A customer has a number of different devices on the network: Cisco switches, Vyatta routers, Linux servers, VMware hosts and guests, .... All these devices generate various kinds of log files. The goal is get all these logs transmitted over to one platform for review and analysis. Splunk is the most well known, but can have onerous licensing fees. For smaller organizations, something like Fluentd might be more value oriented.
From an initial view, I think I'll need a two or more blog entries in order to describe my experience with getting Fluentd up and running. The first entry reflects what I did to get Fluentd up and running on a single server, with logs originating from that one server. The second entry will describe what it takes to get Fluentd working in a more distributed manner.
For this first article, I found that the installation mechanism for the most recent versions of Fluentd deviate somewhat from what is generally documented. I had to search through a number of sites in order to piece together what I needed for a working configuration. The platform used is Ubuntu, based upon ubuntu-14.04-server-amd64.iso image.
First, because, time consistency is important, ensure that ntp has been installed, running and synced.
apt-get install ntp
Install the web server (some use nginx, but I'm staying vanilla here):
apt-get install apache2
In reviewing the documentation, there appears to be two ways of getting fluentd functionality: a) running fluentd at the command line, and b) using a td-agent service. This article discussing using fluentd at the command line. Installing td-agent doesn't appear to have instructions for installing with the latest release of Ubuntu, so I need to do more digging into that before writing about td-agent. General Questions has some comparisons between fluentd and td-target.

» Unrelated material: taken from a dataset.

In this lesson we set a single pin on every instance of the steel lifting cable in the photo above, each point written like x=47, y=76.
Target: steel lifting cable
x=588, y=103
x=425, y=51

I used fluent docs as a starting point.
Java is required for elasticsearch, which is the search engine and filtering component of Fluentd. I used:
apt-get install default-jre
Go to elasticsearch download to find the latest version and
cd /usr/src
wget https://download.elasticsearch.org/elasticsearch/elasticsearch/elasticsearch-1.2.2.deb
dpkg -i elasticsearch-1.2.2.deb
Note the following once the installation completes:
### NOT starting elasticsearch by default on bootup, please execute
sudo update-rc.d elasticsearch defaults 95 10
### In order to start elasticsearch, execute
sudo /etc/init.d/elasticsearch start
A web front end to the search engine is required, which in this case is kibana. The latest download is found at
kibana installation.
wget https://download.elasticsearch.org/kibana/kibana/kibana-3.1.0.tar.gz
tar -zxvf kibana-3.1.0.tar.gz
mv kibana-3.1.0 /var/www/html/kibana
The privileges could be adjusted on /var/www/html/kibana. The web page can be accessed via http://<address>/kibana. Use the pre-built 'Logstash Dashboard'. There is an option somewhere to make it default. At this point, no entries are visible as Fluentd has not yet been installed or configured.
Further things to explore with kibana: Elastic Search API, Logstash conventions, Lucene syntax queries.
On the website, grigio.org, I found more clarifications for the configuration:
apt-get install ruby ruby-dev git build-essential curl
apt-get install libcurl4-gnutls-dev
gem install fluentd fluent-plugin-elasticsearch --no-rdoc --no-ri
This creates the default configuration file /etc/fluent/fluent.conf, which will require editing to get everything working. Once created, make a copy for archival
and roll-back purposes.
fluentd --setup /etc/fluent
This is a sample configuration for getting same-server logs running through fluentd. Most log types take a <source> section as well as a <match> section. The source section is the equivalent of an 'input'. From where things come. The two <source> I needed to add were: a) one for apache access logs, and b) one for rsyslog logs. I should add something for the apache error log as well. Auth logs and various other odds and ends can be added and tagged similarily.
The key to understanding is that the <source> takes the input and tags it. The <match> section uses the tag for identification, and the processes the log entry accordingly. My match statements currently have two <store> sections. The first is used for debugging. Fluentd will output records to stdout as they are processed. The second <store> section is where the magic happens: the record is sent to elasticsearch for processing and viewing.
What hasn't been discussed is how these sections can be changed a bit in order to install collector clients on various machines and forward entries to a central machine for processing. A subject for another article.
Append the following to /etc/rsyslog.conf. The process will need to be restarted. /etc/init.d/rsyslog restart doesn't appear to always restart the service. The machine will need to be restarted or kill the process and restart it.
*.* @127.0.0.1:42185
With these in place, fluent can be started:
fluentd -vv
The 'v's are used for troubleshooting and are optional.
To simulate log entries:
logger -t test foobar
Recycling the web browser will also generate entries through the apache log file collector.
Entries should now be appearing in the kibana web interface.
Some of the configuration file entries:
## File input
## read apache logs with tag=apache.access
<source>
type tail
format apache2
# path /var/log/httpd-access.log
path /var/log/apache2/access.log
pos_file /var/log/fluent/tmp/apache.access.pos
tag apache.access
</source>
# rsyslog stuff
<source>
type syslog
port 42185
# tag system
tag syslog
format syslog
# bind 127.0.0.1
</source>
<match syslog.**>
#<match syslog>
type copy
<store>
type stdout
</store>
<store>
type elasticsearch
logstash_format true
flush_interval 10s # for testing
port 9200
</store>
</match>
# match tag=apache.access and write to file
<match apache.access>
# type file
type copy
<store>
type stdout
</store>
<store>
type elasticsearch
logstash_format true
flush_interval 10s # for testing
port 9200
</store>
# path /var/log/fluent/access
</match>